El hombre apuesto se encogió de hombros.

—Y sin embargo, ésa fue su declaración.

—Pero no con esa significación. ¡No permitiré que tergiverse el sentido de mis palabras! —Los ojos del doctor Ingram brillaban coléricos. Prosiguió con vehemencia, sin esperar autorización:

—Señor presidente: estamos aquí hablando ligeramente, usando palabras como «desgraciado» y «lamentable». ¿No comprenden todos ustedes que es más que eso? ¿Que estamos considerando una cuestión de derechos humanos y de decoro? Si hubieran estado aquí ayer y hubieran presenciado, como yo, la indignidad y el agravio inferido a un colega, a un amigo, a un hombre bueno…

—¡Orden! ¡Orden! —se oyeron algunas exclamaciones fuertes. Cuando el presidente de la reunión golpeó con el mazo, el doctor Ingram con sonrojo y disgusto, se dio por vencido.

—¿Puedo continuar? —inquirió con cortesía el hombre apuesto.

El presidente asintió.

—Gracias, señores, formularé mis sugerencias en forma breve. Primera: propongo que en el futuro nuestras convenciones se lleven a cabo en locales, donde el doctor Nicholas y otros de su raza, sean aceptados sin preguntas ni inconvenientes. Hay muchos lugares que el resto de nosotros encontrará aceptables. En segundo lugar: propongo que levantemos un acta desaprobando la actitud de este hotel al rechazar al doctor Nicholas; después de lo cual deberíamos continuar con nuestra convención, como se proyectó.

En el estrado, el doctor Ingram sacudía la cabeza, sin poder creer lo que oía.

El orador consultó una hoja de papel que tenía en la mano.

—De acuerdo con otros miembros de la junta ejecutiva, he preparado una resolución…

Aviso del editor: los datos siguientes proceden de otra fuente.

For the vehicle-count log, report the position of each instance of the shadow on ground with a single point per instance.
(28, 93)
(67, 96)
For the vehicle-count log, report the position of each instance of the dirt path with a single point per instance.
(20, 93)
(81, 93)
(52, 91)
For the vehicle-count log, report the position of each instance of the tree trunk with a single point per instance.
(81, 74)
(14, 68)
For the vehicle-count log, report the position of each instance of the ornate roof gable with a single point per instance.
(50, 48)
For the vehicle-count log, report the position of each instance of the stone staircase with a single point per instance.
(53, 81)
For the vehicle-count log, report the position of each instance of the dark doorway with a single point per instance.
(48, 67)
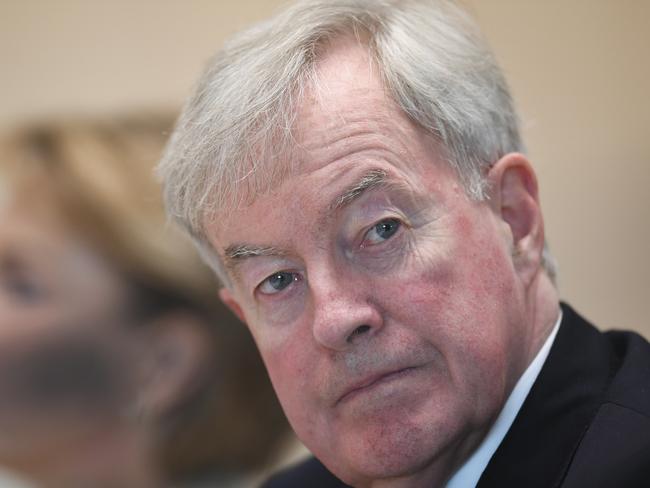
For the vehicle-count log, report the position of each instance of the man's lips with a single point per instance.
(372, 381)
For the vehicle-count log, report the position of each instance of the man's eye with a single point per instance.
(277, 282)
(381, 231)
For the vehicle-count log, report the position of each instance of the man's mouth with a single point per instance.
(373, 381)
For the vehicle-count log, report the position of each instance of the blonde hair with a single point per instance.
(96, 177)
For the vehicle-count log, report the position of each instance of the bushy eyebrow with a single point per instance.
(374, 178)
(371, 179)
(239, 252)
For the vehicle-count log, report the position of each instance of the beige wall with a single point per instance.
(580, 70)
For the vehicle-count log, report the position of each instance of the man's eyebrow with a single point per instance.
(372, 179)
(238, 252)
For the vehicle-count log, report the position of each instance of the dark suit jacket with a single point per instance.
(585, 422)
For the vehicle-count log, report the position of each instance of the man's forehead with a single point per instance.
(344, 96)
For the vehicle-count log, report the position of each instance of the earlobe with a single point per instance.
(514, 197)
(229, 300)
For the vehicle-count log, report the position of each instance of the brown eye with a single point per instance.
(382, 231)
(277, 282)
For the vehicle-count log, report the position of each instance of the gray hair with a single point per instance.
(232, 139)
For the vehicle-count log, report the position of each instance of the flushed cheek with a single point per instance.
(294, 372)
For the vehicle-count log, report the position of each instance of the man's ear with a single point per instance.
(175, 356)
(229, 300)
(514, 197)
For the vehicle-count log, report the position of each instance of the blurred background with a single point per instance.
(579, 70)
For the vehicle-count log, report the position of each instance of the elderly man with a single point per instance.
(354, 173)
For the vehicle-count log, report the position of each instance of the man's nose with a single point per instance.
(344, 312)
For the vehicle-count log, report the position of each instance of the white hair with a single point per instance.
(232, 139)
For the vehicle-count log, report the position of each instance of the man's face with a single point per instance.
(384, 302)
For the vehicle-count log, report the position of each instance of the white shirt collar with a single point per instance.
(470, 472)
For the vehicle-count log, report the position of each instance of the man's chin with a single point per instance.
(389, 452)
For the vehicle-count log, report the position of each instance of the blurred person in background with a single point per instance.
(116, 357)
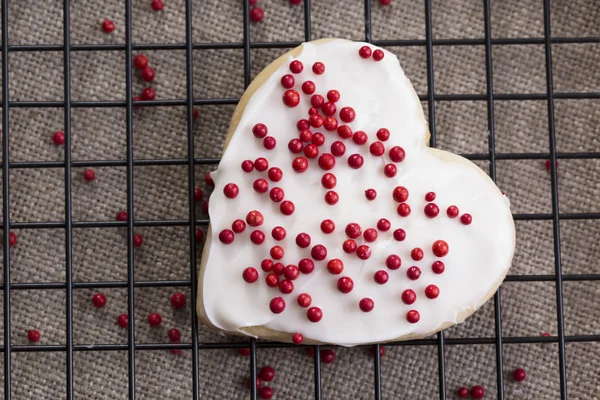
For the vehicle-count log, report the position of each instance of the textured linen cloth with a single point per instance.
(160, 192)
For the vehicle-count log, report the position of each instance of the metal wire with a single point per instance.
(191, 161)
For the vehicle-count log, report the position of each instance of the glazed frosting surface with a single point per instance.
(382, 96)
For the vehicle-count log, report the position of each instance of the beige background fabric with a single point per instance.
(528, 309)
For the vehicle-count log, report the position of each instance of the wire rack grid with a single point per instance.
(130, 284)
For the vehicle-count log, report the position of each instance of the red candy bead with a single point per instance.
(430, 196)
(345, 284)
(178, 300)
(99, 300)
(397, 154)
(276, 194)
(288, 81)
(390, 170)
(403, 210)
(432, 291)
(383, 134)
(123, 320)
(140, 61)
(300, 164)
(306, 266)
(381, 277)
(399, 234)
(364, 52)
(413, 316)
(519, 374)
(286, 287)
(440, 248)
(314, 314)
(377, 149)
(366, 305)
(311, 151)
(278, 233)
(257, 237)
(308, 87)
(296, 66)
(260, 185)
(319, 68)
(409, 296)
(231, 190)
(328, 181)
(378, 55)
(266, 265)
(33, 336)
(291, 98)
(318, 252)
(347, 114)
(413, 273)
(370, 194)
(417, 254)
(295, 146)
(383, 225)
(335, 266)
(344, 131)
(370, 235)
(277, 305)
(338, 148)
(452, 212)
(438, 267)
(108, 26)
(363, 252)
(326, 161)
(250, 275)
(303, 240)
(477, 392)
(327, 226)
(276, 253)
(58, 138)
(431, 210)
(333, 95)
(353, 230)
(349, 246)
(331, 197)
(360, 138)
(297, 338)
(304, 300)
(291, 272)
(466, 219)
(393, 262)
(154, 319)
(355, 161)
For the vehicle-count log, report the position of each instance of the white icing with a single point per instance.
(382, 96)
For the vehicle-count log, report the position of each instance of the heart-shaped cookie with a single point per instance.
(331, 219)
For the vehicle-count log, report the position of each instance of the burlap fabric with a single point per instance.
(528, 309)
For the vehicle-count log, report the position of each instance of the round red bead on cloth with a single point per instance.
(178, 300)
(99, 300)
(366, 304)
(345, 284)
(154, 319)
(477, 392)
(413, 316)
(314, 314)
(409, 296)
(33, 336)
(108, 26)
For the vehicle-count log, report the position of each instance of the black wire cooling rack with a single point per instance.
(195, 347)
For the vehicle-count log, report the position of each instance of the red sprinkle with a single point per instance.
(366, 304)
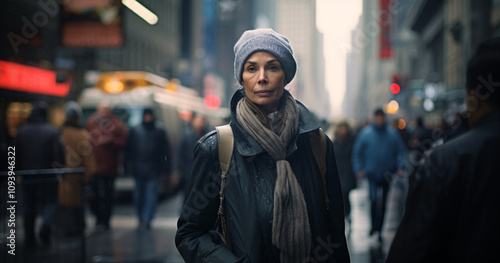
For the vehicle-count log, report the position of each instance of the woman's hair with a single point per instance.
(264, 39)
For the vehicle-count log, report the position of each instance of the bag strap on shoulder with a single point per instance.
(318, 145)
(226, 145)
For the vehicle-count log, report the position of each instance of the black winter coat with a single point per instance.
(39, 146)
(343, 154)
(452, 209)
(248, 201)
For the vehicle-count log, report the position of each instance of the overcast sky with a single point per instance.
(336, 19)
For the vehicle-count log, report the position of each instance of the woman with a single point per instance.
(275, 208)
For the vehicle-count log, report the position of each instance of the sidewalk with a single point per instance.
(125, 243)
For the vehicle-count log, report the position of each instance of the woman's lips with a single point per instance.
(264, 93)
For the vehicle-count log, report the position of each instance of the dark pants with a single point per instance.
(145, 198)
(102, 203)
(377, 200)
(347, 203)
(41, 196)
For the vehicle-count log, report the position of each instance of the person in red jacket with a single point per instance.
(108, 137)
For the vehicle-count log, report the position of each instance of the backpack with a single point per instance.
(226, 147)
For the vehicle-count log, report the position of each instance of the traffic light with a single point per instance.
(395, 88)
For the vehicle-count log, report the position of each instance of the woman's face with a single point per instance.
(263, 80)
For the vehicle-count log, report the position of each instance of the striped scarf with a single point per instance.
(291, 230)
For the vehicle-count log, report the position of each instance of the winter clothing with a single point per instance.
(291, 230)
(38, 146)
(379, 152)
(264, 39)
(147, 152)
(108, 137)
(78, 152)
(186, 158)
(147, 156)
(249, 198)
(343, 154)
(452, 210)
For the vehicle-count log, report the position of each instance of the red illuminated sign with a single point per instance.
(29, 79)
(385, 50)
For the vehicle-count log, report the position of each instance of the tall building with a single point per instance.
(296, 19)
(442, 34)
(352, 106)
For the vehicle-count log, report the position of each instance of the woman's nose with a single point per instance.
(262, 77)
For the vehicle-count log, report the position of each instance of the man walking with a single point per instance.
(378, 154)
(39, 146)
(108, 136)
(147, 156)
(452, 212)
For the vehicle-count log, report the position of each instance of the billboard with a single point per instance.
(92, 24)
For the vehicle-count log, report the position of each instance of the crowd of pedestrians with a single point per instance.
(285, 189)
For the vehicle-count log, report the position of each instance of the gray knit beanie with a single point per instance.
(264, 39)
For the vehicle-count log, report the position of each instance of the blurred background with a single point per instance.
(176, 57)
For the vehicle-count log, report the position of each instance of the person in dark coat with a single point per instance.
(275, 201)
(191, 136)
(108, 135)
(147, 156)
(452, 212)
(343, 144)
(38, 146)
(78, 153)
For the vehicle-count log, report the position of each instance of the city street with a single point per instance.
(126, 243)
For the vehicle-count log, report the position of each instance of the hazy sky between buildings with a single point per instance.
(336, 19)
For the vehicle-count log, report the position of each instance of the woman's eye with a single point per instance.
(273, 68)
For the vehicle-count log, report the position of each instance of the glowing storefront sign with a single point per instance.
(18, 77)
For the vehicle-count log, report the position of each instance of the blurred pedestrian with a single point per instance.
(378, 154)
(275, 206)
(343, 145)
(191, 136)
(78, 153)
(147, 156)
(38, 146)
(452, 210)
(420, 142)
(403, 132)
(108, 136)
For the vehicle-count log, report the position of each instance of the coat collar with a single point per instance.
(248, 146)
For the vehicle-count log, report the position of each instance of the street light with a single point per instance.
(141, 11)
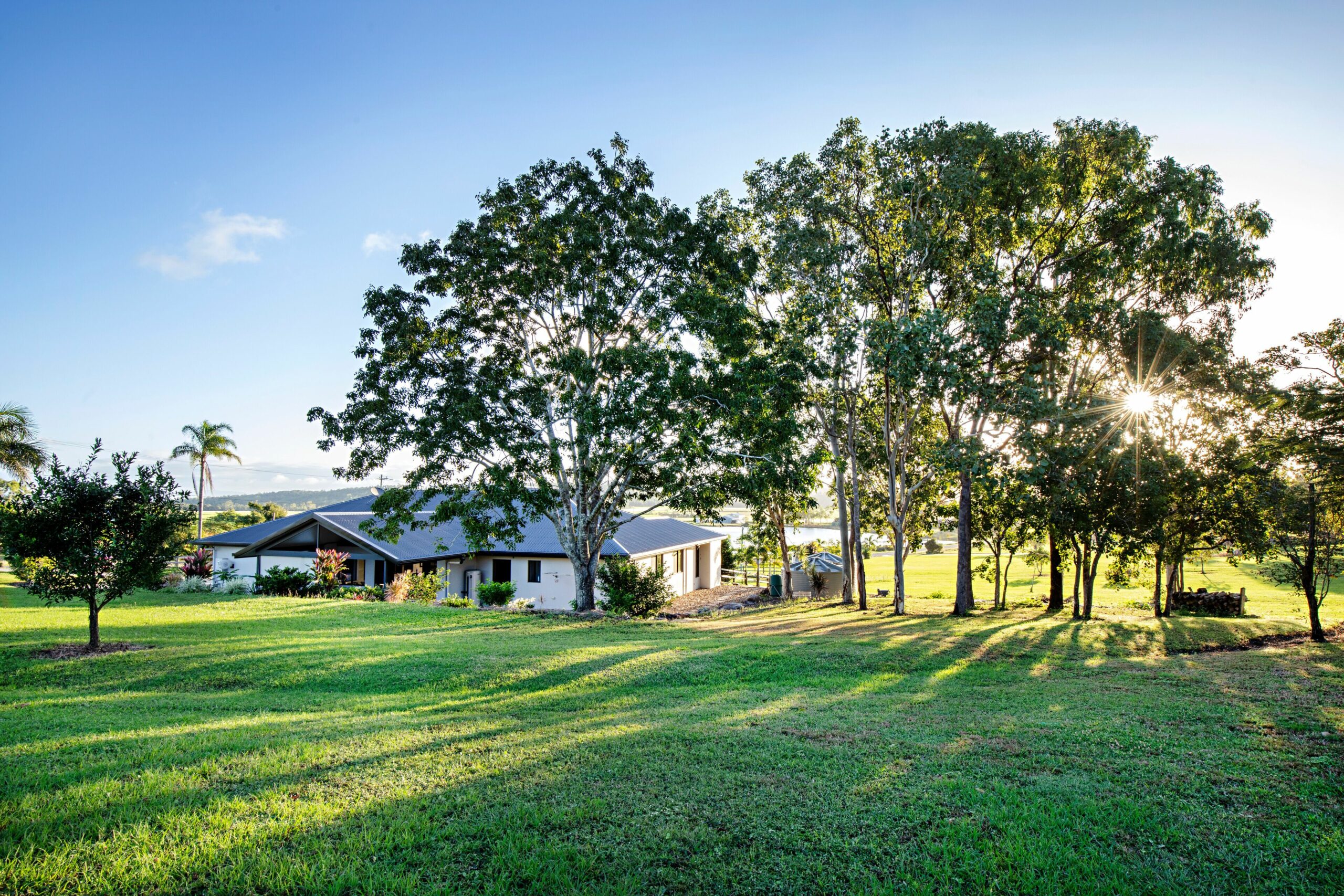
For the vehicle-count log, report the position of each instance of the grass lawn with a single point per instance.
(284, 745)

En su nido de ave de presa, Quaratone había dejado de escuchar. Se podía presumir lo que diría; si era necesario, obtendría una copia más tarde. Observaba, en cambio, los rostros del auditorio de allí abajo. Era un conjunto de rostros comunes, de hombres razonablemente educados. Traslucían alivio. Alivio, pensó Quaratone, al no tener que afrontar el tipo de acción, poco cómoda y desacostumbrada, que había propuesto el doctor Ingram. El recurso de las palabras, exhibidas con cuidado en un estilo democrático, ofreció una salida. Las conciencias se sentirían aliviadas, las conveniencias intactas. Había habido una suave protesta, un solo orador que apoyó al doctor Ingram, pero de poco peso. Y la reunión parecía abocarse a una prolija discusión respecto a las palabras de la resolución.

El hombre del

Time se estremeció, lo que le recordó que entre otras molestias, había estado cerca de una hora en un conducto de aire frío. Pero el esfuerzo había valido la pena. Tenía una historia vivida que los estilistas de Nueva York podían volver a redactar cáusticamente. También tenía la idea de que esta semana, su trabajo no sería cercenado.